In the past, AirBnb has come under fire for various incidents involving issues around racism. A company that allows users to privately rent out their quarters via a digital app, is still attempting to figure out ways to reduce encounters.
In 2017, a host denied an Asian renter lease out her cabin in Big Bear, Calif. This issue persists in other countries too. In March, a renter in Edinburgh, Scotland was banned after they posed “please don’t book if you are Asian ,” in an advertisement on the company’s website. Most of the reported offenses via the news have been perpetrated by white hosts.
Last July, AirBnb teamed up with NAACP in an effort to promote more communities of color to use the app as hosts and guests.
“Our fastest-growing communities across major US cities are in communities of color and we’ve seen how home sharing is an economic lifeline for families,” Belinda Johnson, Airbnb’s chief business affairs officer, said in a statement on the revenue sharing deal.
AirBnb’s efforts come too late for some former users. Rohan Gilkes, the founder of Innclusive, a peer-to-peer accommodations website, launched a company that encourages hosts of color and the accommodation of non-white guests. Gilkes’ request to book an Idaho rental was denied twice by an AirBnb host, but approved after Gilkes’ white friend asked.
When Gilkes complained to an AirBnB representative, he said in an interview with Splinter News that they “ didn’t do anything other than distance themselves from the possibility that race factored into why I was declined.”
Gilkes posted his account of events on social media and received over 2,000 emails, overnight. His response was Innclusive. Though much smaller than AirBnB, the million-dollar company grows.

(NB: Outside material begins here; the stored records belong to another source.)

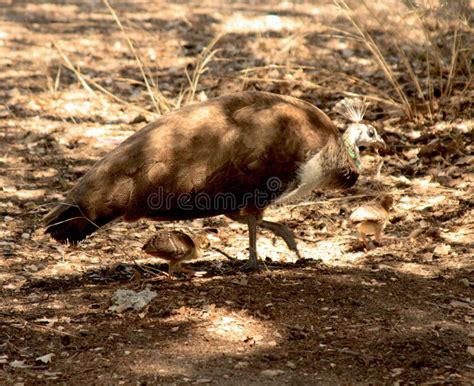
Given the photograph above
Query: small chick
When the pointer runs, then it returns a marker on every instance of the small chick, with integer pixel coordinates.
(176, 247)
(371, 218)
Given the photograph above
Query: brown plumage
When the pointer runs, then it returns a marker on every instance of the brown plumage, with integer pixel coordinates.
(231, 155)
(176, 247)
(371, 218)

The denial of service, or racializing guests is reminiscent of a segregated US. It was so difficult to find proper room and board during Jim Crow that The Negro Travelers’ Green Book was created by a NYC mailman named Victor Hugo Green in the 1940s.
The guide helped Black travelers navigate racist hotels, eateries, even sundown towns and municipalities with a de facto ordinance that Blacks had to leave before nightfall or else be terrorized.
People like Gilkes are beginning to curate information networks and businesses where diversity, inclusion, and in particular, hospitality for Blacks who oftentimes bear the brunt of these encounters.